Philippines Inc. needs best CEO

Posted on November 16th, 2009

I’ve talked about the recent Ondoy and Pepeng typhoons and their revelations about the government’s failure to make adequate preparations. And in my recent speech before the Manila Overseas Press Club, I revealed these other messages from those two devastating storms—that in times of crisis one cannot afford to be inexperienced or unprepared; that every second counts and any hesitation on the part of the government and on the part of leadership can be fatal for so many.

This leads me to what the government needs at a time when another destructive typhoon visits our country. I’m referring to poverty. It’s no longer a threat because it has long affected millions of our countrymen, and yet has remained inadequately addressed year after year after year.

What our government needs is a competent, experienced and innovative leadership.

If the shareholders of giant corporations look up to competent, experienced and innovative chief executive officers or CEOs to deliver productive, profitable results in return for their votes, I submit that Filipino voters can demand, and deserve the same kind of competent, experienced and innovative leaders in government.

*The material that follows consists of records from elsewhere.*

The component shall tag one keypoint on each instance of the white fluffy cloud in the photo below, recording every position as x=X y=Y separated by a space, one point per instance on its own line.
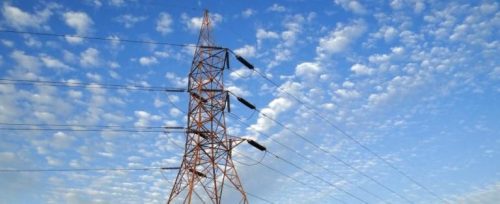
x=20 y=19
x=90 y=58
x=144 y=118
x=308 y=69
x=248 y=12
x=262 y=34
x=276 y=8
x=274 y=108
x=25 y=61
x=351 y=5
x=164 y=23
x=51 y=62
x=130 y=20
x=148 y=61
x=246 y=51
x=194 y=24
x=61 y=140
x=339 y=39
x=79 y=21
x=360 y=69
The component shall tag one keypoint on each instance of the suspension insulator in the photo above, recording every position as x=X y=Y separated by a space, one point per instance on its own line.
x=256 y=145
x=244 y=62
x=198 y=173
x=246 y=103
x=195 y=95
x=228 y=103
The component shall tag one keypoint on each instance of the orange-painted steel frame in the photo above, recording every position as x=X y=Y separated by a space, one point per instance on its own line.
x=207 y=166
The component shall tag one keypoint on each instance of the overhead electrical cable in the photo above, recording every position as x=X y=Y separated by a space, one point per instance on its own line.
x=85 y=169
x=322 y=117
x=251 y=106
x=307 y=158
x=97 y=38
x=274 y=170
x=70 y=84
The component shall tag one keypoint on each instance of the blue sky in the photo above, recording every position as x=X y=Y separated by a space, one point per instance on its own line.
x=417 y=82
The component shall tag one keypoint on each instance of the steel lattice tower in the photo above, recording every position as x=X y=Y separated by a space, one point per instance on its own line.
x=207 y=166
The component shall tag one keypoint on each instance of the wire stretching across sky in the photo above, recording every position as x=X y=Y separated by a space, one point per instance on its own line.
x=69 y=84
x=97 y=38
x=350 y=137
x=251 y=106
x=272 y=169
x=306 y=158
x=86 y=169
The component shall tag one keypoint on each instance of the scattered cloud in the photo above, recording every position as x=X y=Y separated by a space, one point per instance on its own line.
x=129 y=20
x=277 y=8
x=20 y=19
x=90 y=58
x=248 y=12
x=360 y=69
x=79 y=21
x=338 y=40
x=164 y=23
x=194 y=23
x=148 y=61
x=351 y=5
x=246 y=51
x=51 y=62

After all, Philippines Inc. can be considered the biggest corporation in the country, with annual output of more than P7 trillion in terms of gross domestic product (GDP), an annual operating budget of P1.4 trillion (P1.5 trillion for 2010), and shareholders totaling more than 90 million.

The “management” of Philippines Inc. has to borrow as much as P300 billion this year because it cannot collect enough revenues to meet its operating budget. GDP growth is down to a crawl—the government forecast is 0.8 percent to 1.8 percent (recent reports said the high end was lowered further to 1.3 percent to account for the damage caused by recent typhoons—from a three-decade-high of 7.1 percent in 2007.

Taking into account inflation and the annual population growth of about 2 percent turns economic growth to negative. We’re happy that the Philippines has not gone into recession, technically, like our more prosperous neighbors did, but 2-percent growth is not something to be proud of.

Economists believe that we need to grow at least 7 percent every year for several years to raise the incomes of the poor and free them from the shackles of impoverishment.

I agree, and I know what I’m talking about. I was born poor and lived as a poor boy for the early part of my life, so my first ambition or dream was to get out of poverty.

On my way out the reality of my poor roots continued to pull me back to the complication that poverty brings: the loss of human dignity that hinders the fulfillment of one’s potential.

I got out of poverty and made a fortune through hard work and perseverance, long before I went to public service.

My experience, and the knowledge I acquired from education and from that experience helped me realize why Philippines Inc. has not delivered satisfactory results to its 90 million shareholders, except in 2007 when it was, unfortunately, not sustained.

It is because for a long time we have not had any CEOs—or those we call presidents—who genuinely understood the plight of the poor man, not because they were not intelligent enough, not because they did not care enough, but simply because they were never genuinely poor.

If a leader does not know how it feels to worry about food for tomorrow, if a leader does not understand the stress of having to live under a roof that could be carried away by the next typhoon, if a leader cannot genuinely say that he has felt the pain and even the indignity of being poor in this country, how can he genuinely work for the interests of the majority of our people?

It is easy for anyone to say that he understands the plight of our poor, but only those who lived as a poor boy can truly grasp the full burden of poverty.

Laws and market forces make sure that private corporations are managed by the best CEOs. The Philippines deserves the best of the best. The best CEOs never got their positions on a silver platter; they rose from the ranks, and were placed in their positions by shareholders who were satisfied by their performance.

Likewise, the CEO position for Philippines Inc. is not for an inexperienced trainee. That is, it is not a position for an on-the-job trainee, especially not when the corporation is facing a P300-billion deficit, while its output (GDP) is barely improving.

This is not political talk. I’m talking about what I learned from my student days at the University of the Philippines, as a young employee in Makati and then as an entrepreneur.

I realized that the best government is a government that facilitates, that allows resources to match needs, that provides opportunities, that protects the weak and encourages the diligent and rewards the hard working.

When government is not all of these, it is a stumbling bloc to progress, and as such it fails in its most basic of responsibilities and loses its reason for being.

I learned another lesson from my experience in public service: as a facilitator, the government need not dictate. In fact, more often than not, government is more effective when it resorts to promoting dialogue between stakeholders and finding the acceptable compromise that leaves all parties better off in the end.

This boils down to one thing—the Philippines is a troubled corporation. It needs a chief executive that can move swiftly to increase resources, finance infrastructure projects, cut costs, attract more capital, and push economic growth to a consistent average of at least 7 percent a year.

The final objective is to bring prosperity to the poor who comprise the majority of Philippine Inc.’s shareholders.

This is a job that calls for the most trained, experienced and dedicated CEO!